Next door lives a woman who is 103 years old. Born in 1910, when William Taft was president, the Boy Scouts of America was founded, and Mark Twain died.
When she was able to communicate, which she did quite well up until a few months ago, I used to love to hear her tell of earlier days, how it used to be in this town we’ve been living in for about fifteen years. Like when the circus came and elephants walked down Broad Street in the procession, followed by tigers, lions, and clowns. She said at the back of our house there used to be a pecan grove, and every fall folks came to pick up pecans. Some would climb the trees, shake them while the others stood waiting with burlap sacks. Downtown also had the quintessential drug store with a soda fountain where you could purchase orangeade, lemonade, or fountain drinks. They cost a nickel.
The other day I opened up the newspaper, and saw an article about a woman who’d been homeless for three years, how she used to have a job, a place to live, and now had nothing, a downward slide that was perpetuated initially by drug use.

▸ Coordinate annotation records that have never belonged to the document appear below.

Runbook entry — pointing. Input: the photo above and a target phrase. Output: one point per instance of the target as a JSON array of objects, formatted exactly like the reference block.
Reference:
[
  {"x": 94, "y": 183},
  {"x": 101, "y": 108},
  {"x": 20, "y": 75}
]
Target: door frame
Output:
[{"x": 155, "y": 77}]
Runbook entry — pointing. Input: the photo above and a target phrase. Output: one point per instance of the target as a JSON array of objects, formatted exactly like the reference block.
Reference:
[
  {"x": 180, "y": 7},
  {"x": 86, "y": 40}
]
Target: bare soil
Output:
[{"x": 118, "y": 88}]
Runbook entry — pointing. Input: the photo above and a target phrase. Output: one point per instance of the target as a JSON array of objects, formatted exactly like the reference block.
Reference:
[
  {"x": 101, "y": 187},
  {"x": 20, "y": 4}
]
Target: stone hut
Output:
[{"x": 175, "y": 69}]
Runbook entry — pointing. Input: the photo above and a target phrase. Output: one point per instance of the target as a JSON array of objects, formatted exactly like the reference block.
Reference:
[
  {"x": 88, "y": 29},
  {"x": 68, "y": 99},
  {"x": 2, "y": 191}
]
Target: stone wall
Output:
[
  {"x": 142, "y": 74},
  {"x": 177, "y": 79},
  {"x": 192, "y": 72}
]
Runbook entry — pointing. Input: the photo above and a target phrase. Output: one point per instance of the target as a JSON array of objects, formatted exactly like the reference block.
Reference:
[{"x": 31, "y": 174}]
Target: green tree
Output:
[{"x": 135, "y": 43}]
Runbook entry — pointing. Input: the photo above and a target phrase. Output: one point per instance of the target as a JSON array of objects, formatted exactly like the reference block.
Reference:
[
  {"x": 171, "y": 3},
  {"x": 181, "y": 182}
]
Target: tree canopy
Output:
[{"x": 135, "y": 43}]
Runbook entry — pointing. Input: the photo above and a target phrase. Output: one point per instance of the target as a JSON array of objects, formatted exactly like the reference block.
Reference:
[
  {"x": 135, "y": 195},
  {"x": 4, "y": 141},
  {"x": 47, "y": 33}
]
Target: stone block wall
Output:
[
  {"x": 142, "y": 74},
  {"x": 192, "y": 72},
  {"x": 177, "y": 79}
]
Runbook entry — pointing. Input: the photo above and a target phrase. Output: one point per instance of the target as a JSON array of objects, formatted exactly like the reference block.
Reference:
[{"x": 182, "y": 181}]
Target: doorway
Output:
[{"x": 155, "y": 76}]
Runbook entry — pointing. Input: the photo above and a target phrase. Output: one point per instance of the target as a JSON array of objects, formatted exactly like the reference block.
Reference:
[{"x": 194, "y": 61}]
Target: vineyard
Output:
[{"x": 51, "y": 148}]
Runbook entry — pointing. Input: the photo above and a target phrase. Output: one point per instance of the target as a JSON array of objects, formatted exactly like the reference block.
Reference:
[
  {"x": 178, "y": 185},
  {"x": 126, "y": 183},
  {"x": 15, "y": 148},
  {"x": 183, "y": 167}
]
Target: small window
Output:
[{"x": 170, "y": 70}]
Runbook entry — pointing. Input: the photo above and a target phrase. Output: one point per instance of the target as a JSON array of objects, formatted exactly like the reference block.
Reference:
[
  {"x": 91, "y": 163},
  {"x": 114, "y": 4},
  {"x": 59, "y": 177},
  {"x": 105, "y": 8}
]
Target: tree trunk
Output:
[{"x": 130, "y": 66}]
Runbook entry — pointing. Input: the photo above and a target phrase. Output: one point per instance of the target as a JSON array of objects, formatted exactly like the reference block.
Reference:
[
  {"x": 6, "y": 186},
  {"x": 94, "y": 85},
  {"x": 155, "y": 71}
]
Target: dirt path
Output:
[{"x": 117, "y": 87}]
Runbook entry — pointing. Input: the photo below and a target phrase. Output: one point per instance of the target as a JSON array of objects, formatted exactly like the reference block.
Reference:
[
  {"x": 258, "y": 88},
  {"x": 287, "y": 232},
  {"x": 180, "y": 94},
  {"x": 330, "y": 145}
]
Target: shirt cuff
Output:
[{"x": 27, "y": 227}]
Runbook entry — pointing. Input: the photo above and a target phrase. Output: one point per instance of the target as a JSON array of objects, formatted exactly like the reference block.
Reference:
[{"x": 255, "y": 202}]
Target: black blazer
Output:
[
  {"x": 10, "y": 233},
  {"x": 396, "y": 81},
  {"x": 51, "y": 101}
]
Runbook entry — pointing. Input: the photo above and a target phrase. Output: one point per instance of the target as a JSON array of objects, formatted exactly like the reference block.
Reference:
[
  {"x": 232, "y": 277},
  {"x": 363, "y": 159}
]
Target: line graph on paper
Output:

I went shopping to get groceries and saw a man with one leg missing, walking with crutches, along our busiest road. He would pause every now and then and wipe his brow. After a minute or two, he’d go another twenty feet or so, stop, wipe his brow, and move on. When I came out of the store, I had made up my mind to ask him if he needed help, but he was nowhere to be found. I actually drove past my street looking to see if I could spot him. As slow as he was going, I was surprised at his “disappearance.” I suppose someone might have given him a lift, but I was still curious about him, his circumstances.
Finally, I was standing in the yard, and here comes the guy I call our own Forest Gump, on his old fashioned turquoise and white bike. His dress is impeccable, pressed khaki shorts, crisply starched shirt, straw hat, bright white socks (pulled up to his calves) and shiny black shoes. (not that I consider white socks and black shoes impeccable, but on him, that’s the only word that fits) He’s always polite, gives a nod, and a “how do ma’am,” as he pedals by.
Why am I going on and on about these observations? Because for me, as a writer, I’m always looking for ideas for a new story, and I see the possibilities all around. But inspiration doesn’t have to come as a full blown story idea. There are the smaller moments, the fine tuning of a scene that can come by way of a leaf falling to the ground, the drip of rain off off the roof, the scent of dirt in a plowed field, the heat of the sun baking the grass dry, or the breeze that comes from the west.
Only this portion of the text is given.